Sonic is reckless in that he doesn't care about battle risk and believes he can conquer it with his raw physical talent whenever it presents itself, whatever form it takes.
Understanding the risks, weighing out your options, and when no other option is known fighting in the name your fellow man qualifies as alturism. Recklessness is doing something while not being aware of the risk. This as I said before encompasses all sorts of flaws so long as they're expressed. But anyways, people do not normally think 24/7 about their flaws, they can't be very functional that way. So we have faith that for some reason or another we'll make it through. That doesn't mean if we're about to make a mistake we won't listen to others. But it is this faith in something that allows us to be reckless.
I'm not saying we can't be too faithful. However, I don't think that being faithful to the point where one won't back down even after learning their actions will likely be more costly then helpful, or if its revealed safer/more effective alternatives are available, applies to Sonic very much if at all. It's not as much that he doesn't care about the consequences related to his actions. It has more to do with the idea that it never occurs to Sonic to think of the risk associated with his actions, or he does not consider the risk enough. That's where Sally comes in by encouraging him to think. Sometimes however, when Sally will try to "reason" with him and her "reason" is along the lines of "Its dangerous" or "we cannot assess the risk", it goes pretty ignored by Sonic as it probably would by most people.
It's not because he's far too overconfident, but because ALL the FFs have to go on missions and take risks with the element of the unknown. If not doing something because the risks are unknown were a valid reason to ignore every mission, they probably would not be alive today. Even at the end of Doomsday, Sally had to concede when trying to provide "reason" in this sort of way.

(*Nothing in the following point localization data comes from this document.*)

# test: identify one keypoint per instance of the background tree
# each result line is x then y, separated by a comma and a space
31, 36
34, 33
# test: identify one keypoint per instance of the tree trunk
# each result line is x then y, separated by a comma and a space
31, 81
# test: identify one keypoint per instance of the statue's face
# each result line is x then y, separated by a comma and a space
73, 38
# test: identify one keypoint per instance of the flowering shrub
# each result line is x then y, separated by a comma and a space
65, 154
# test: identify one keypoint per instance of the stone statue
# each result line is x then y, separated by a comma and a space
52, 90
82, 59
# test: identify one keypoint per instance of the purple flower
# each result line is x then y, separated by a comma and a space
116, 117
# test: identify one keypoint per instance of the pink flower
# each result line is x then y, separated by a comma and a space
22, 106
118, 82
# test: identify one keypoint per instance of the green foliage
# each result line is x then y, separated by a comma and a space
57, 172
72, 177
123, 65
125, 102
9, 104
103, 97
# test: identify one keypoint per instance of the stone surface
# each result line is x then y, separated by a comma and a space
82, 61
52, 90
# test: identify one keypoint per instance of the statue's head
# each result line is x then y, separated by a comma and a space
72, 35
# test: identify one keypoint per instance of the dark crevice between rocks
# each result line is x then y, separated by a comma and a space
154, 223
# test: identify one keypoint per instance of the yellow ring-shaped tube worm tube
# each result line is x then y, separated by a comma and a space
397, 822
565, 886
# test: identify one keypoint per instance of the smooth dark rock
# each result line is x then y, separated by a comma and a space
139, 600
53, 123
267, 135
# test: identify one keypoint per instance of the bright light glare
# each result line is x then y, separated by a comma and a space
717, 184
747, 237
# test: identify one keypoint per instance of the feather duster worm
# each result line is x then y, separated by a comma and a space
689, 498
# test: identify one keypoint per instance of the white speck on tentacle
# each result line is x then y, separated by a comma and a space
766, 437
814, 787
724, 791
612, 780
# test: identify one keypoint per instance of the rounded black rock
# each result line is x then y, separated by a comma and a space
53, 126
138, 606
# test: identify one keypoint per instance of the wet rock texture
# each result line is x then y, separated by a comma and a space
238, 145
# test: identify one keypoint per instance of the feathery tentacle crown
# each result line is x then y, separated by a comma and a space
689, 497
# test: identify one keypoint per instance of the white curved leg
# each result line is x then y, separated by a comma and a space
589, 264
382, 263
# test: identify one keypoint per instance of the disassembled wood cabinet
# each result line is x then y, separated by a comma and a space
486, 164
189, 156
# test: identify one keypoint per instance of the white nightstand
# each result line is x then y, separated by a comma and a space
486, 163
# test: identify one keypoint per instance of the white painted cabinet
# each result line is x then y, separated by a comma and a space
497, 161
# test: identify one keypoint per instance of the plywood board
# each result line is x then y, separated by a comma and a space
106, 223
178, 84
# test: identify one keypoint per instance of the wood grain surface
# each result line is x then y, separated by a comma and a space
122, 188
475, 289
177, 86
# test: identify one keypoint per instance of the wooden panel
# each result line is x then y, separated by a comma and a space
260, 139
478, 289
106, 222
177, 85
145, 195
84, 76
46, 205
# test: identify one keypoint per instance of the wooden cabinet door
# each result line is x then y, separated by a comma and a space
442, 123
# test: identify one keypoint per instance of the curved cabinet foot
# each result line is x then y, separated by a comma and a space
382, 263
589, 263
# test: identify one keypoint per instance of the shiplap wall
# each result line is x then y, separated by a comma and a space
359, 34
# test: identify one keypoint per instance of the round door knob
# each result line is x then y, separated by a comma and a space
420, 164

That is a very specific aspect of his character;
Your assuming that even if it were, that Sally is only restrained to that particular flaw of his personality.
Sally chastens him and insists that he needs more than physicality to survive the war, yet is obviously attracted to his physicality.

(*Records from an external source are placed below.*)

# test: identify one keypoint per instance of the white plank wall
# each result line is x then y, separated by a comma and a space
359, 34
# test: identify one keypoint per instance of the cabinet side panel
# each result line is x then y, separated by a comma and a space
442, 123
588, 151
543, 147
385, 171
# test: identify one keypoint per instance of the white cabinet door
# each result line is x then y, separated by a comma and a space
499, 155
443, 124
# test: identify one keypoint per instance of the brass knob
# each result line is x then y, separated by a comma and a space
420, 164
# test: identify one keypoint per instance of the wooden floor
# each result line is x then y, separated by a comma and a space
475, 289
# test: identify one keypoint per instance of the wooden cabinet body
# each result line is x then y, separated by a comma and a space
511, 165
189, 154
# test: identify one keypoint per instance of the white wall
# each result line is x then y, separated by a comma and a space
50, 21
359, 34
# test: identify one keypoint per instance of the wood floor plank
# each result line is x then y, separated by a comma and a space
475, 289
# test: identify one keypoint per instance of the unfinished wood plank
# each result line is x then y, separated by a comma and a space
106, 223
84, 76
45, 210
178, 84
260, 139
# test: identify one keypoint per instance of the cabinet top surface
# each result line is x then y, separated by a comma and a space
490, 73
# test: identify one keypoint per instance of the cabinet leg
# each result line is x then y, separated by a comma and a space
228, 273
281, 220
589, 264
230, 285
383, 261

I don't find that very heartwarming. Essentially she values Sonic most especially as an appliance.
You're telling me that Sonic can't have any more aspects to his personality than that?
No.
He can't be additionally cruel (toward Antoine), jealous (of Griff), too trusting of superficial personality traits (with Ari)?

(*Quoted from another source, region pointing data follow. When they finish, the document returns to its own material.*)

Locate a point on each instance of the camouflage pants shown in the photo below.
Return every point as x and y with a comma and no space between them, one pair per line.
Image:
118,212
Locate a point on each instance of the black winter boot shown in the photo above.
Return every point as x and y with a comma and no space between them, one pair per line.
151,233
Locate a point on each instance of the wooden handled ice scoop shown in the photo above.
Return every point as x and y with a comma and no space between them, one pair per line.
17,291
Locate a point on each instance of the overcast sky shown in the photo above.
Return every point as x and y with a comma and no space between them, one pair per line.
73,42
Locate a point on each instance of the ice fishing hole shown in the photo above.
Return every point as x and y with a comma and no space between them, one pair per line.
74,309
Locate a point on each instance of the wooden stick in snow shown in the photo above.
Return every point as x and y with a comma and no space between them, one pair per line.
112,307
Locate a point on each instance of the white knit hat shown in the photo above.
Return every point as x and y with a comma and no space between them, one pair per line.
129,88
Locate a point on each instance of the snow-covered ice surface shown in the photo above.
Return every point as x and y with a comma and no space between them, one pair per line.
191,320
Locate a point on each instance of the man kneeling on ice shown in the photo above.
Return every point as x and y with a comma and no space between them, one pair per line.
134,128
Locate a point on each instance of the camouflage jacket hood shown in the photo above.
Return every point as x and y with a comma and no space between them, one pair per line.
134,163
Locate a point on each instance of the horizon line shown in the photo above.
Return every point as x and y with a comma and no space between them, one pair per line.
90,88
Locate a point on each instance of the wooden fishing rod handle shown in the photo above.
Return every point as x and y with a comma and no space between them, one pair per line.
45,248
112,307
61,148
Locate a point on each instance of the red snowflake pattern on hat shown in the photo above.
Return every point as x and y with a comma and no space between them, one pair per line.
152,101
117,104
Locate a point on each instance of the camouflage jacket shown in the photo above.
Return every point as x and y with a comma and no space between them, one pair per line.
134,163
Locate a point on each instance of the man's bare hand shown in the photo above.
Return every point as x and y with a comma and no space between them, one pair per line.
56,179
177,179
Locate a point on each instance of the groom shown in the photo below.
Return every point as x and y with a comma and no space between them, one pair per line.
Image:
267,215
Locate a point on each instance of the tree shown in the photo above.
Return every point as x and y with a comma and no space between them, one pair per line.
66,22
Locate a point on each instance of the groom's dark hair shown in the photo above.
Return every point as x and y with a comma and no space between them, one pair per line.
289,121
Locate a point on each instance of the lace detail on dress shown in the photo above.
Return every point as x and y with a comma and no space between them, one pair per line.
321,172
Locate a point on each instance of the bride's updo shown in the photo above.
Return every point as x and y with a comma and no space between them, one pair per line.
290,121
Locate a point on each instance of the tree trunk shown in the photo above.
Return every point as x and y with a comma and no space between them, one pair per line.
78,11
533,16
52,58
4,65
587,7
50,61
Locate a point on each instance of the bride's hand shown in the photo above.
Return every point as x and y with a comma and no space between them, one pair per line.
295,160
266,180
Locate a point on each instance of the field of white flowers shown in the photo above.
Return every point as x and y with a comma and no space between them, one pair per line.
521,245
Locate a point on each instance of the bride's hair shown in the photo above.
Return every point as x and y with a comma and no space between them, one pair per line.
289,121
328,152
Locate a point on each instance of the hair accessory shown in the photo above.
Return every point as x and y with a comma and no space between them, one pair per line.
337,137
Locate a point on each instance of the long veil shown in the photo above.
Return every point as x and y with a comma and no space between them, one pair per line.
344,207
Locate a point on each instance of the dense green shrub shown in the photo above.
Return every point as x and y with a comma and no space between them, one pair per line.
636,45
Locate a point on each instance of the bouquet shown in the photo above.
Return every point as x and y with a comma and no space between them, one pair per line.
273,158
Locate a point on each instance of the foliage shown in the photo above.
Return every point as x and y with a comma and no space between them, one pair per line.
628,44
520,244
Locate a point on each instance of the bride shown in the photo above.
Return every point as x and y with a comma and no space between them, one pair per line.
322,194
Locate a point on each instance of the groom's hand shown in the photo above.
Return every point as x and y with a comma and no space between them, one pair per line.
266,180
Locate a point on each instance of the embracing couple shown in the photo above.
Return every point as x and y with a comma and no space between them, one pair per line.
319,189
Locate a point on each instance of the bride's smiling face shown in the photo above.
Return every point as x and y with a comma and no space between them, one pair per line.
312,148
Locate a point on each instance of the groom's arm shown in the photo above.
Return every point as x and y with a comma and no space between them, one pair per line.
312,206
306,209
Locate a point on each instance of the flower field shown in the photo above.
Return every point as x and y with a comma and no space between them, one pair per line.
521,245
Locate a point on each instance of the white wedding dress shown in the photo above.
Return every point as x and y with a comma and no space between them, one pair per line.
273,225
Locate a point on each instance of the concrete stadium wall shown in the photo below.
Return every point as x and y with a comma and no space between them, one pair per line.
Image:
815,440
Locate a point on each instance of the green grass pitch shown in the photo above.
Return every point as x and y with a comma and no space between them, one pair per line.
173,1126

I'm not saying that Sonic has to have one flaw. I am not saying recklessness IS refferring to one flaw or any flaw in particular. I'm saying its the expression of every flaw. Instead of foiling a particular flaw, Sally has access to all of them. I never said she was the voice of dissent for one specific flaw, the exact opposite actually. As for your examples of other flaws, there's Sonic being gullible about Ari's intentions which Sally also chastises him for. There's impatience, which Sally is dissentful of, she's defended Antoine against Sonic's rudeness (Sonic Boom), Sonic's pessimism (Sonic and the secret scolls), etc.
You're saying that we couldn't have used other characters in these situations to develop more interesting plots that didn't overuse Sally?
If you did you'd cheapen Sally's role to the story as well as the other character in question. Because Sally's supposed to balance Sonic, if everyone balances Sonic then the uniqueness of her relationship with him is destroyed. The FFs also pretty much relinquish the responsibility for her to do so, which protects Sally from being cheapened by them.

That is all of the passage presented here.